Today I come clean.
I finally accept that The World and My (so-called)
Life will forever undergo change. I also
accept that I’m stuck smack dab in the middle of that universal cement mixer
and there’s not one thing I can do about it.
Good and bad, revolution happens.
Oh, I can observe, analyze, compute, project, plan, set objectives and
goals, all wonderful gyrations that I can go through to convince myself I’m on staying
on top of things. But those changes just
keep on coming and they’re going to keep on coming and keep me forever
high-stepping through the morass. The
best I can really do is get better boots!
The way I now see it, I may not ever become
that “Phil” I thought I always would be someday when I grow up. Heck, I’m on the downhill side of my mid-fifties,
which should mean I’m already grown-up, but I’ve had to continue to grow and I
don’t mean just horizontally. The
problem is I thought I had it all figured out many, many years ago, forty-one
years ago in fact, at the ripe old age of fifteen. But, needing to address constant variations
of being, I’ve had to go back to the Drawing Board of My Life again and again. Transformation ad nauseum!

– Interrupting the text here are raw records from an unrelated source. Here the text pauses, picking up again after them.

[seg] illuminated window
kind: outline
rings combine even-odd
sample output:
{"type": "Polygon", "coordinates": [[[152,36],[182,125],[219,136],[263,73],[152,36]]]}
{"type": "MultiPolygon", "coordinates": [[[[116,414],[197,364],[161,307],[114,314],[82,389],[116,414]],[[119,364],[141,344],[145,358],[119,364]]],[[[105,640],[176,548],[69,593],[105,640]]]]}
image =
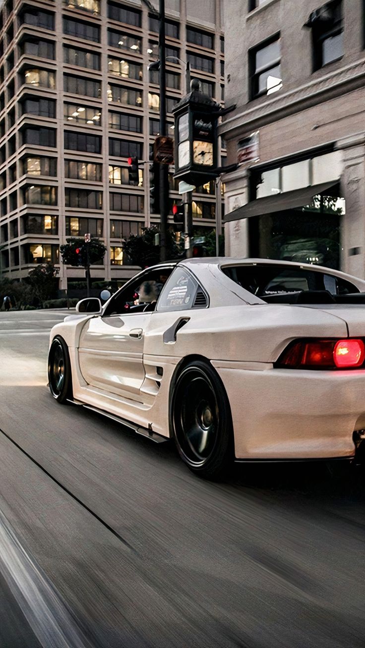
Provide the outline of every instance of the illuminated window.
{"type": "Polygon", "coordinates": [[[142,65],[119,58],[110,58],[108,70],[112,75],[118,75],[124,78],[142,80],[142,65]]]}
{"type": "Polygon", "coordinates": [[[66,7],[82,9],[95,16],[100,14],[100,0],[64,0],[64,4],[66,7]]]}
{"type": "Polygon", "coordinates": [[[108,42],[111,47],[118,47],[119,49],[131,49],[137,54],[141,52],[141,40],[137,36],[132,36],[122,32],[116,32],[112,29],[108,30],[108,42]]]}
{"type": "Polygon", "coordinates": [[[108,84],[108,100],[127,106],[142,106],[142,93],[140,90],[123,87],[121,86],[108,84]]]}
{"type": "Polygon", "coordinates": [[[159,95],[148,93],[148,108],[158,113],[159,110],[159,95]]]}
{"type": "Polygon", "coordinates": [[[89,124],[100,126],[101,111],[75,104],[64,104],[64,119],[77,124],[89,124]]]}
{"type": "MultiPolygon", "coordinates": [[[[139,181],[138,187],[143,185],[143,170],[141,168],[138,170],[139,181]]],[[[112,185],[129,185],[129,173],[126,167],[109,167],[109,182],[112,185]]]]}
{"type": "Polygon", "coordinates": [[[280,67],[280,37],[274,36],[249,52],[251,98],[270,95],[283,87],[280,67]]]}
{"type": "Polygon", "coordinates": [[[123,251],[121,248],[110,248],[110,264],[121,266],[123,262],[123,251]]]}
{"type": "Polygon", "coordinates": [[[48,70],[32,69],[24,73],[24,83],[39,87],[54,88],[55,78],[54,73],[48,70]]]}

Things that were so important twenty or
thirty years ago have become absolutely meaningless as I’ve hit my forties and
fifties. And, vice-versa, things so insignificant
when I was much younger have grown exceedingly crucial now that I’m staring at sixty. Throw in kids, education, mortgages,
tuitions, jobs, family, entertainment, technology, savings, retirement plans, my
city my state my country, global warming, recycling rules, let alone the Fate
of the World - I could go on and on and on and on. And I have to; go on and on, I mean. But for some reason, these new points of focus
want to invade my thoughts in the middle of the night, right around 3:17 a.m.,
the wee hours, slapping me around, prodding me to solve the issues, create some
plans, provide some answers, shouting, “Hey, wake up and deal with us!” when all
I want to do is fall back asleep.
I read in Sports Illustrated that Erik
Spoelstra, the forty-two year old head coach of the Miami Heat, gathered the
reigning and remaining championship team before the first day of training camp after
losing The King, Superstar Lebron James, in the offseason. He addressed the players. “How many times have you reinvented yourself
to become somebody new, somebody better?
But in order to do that you have to be uncomfortable. You can’t stay who you are….Things change and
you have to be able to adapt.”
So to me, that’s the new KEY idea I’ve
learned: those changes to the World and to My Life are going to continue and
they’re going to continue FOREVER.
Really. Forever. And I will feel uncomfortable but I have to
keep up. I can pretend I don’t need to,
tell myself I won’t, play it cool, act as if I’ve already got everything all figured
out. But that would just be
bull-hockey. Sort of like being on a
moving treadmill – you can stand still if you want, but you’ll get whisked
along anyway and eventually you’ll get dumped off the edge and maybe even get
injured. And you can’t look too cool
getting dumped off a treadmill.
It’s cliché, I know, but what I’ve learned
over and over, time and time again, through examples from friends and
strangers, through music, through books, through movies, through Facebook for
God’s sake, through LIFE: I have got to
focus on the Good Stuff. The Good Stuff brings really good energy,
happiness. That’s easy to deal with, fun
and fulfilling. And much of the Good
Stuff is earned through hard work and I shouldn’t discount that. The Bad is where I get beat up. Worry comes and worry goes, stress grows and
stress goes. But I must dig, sometimes
dig deep, and I will always find something there to rejoice about, find joy, to
fill me with wonder.
How fitting that this Thursday is
Thanksgiving Day, time to count our blessings, time to give thanks. That should be all the time, every day. If things change, that is.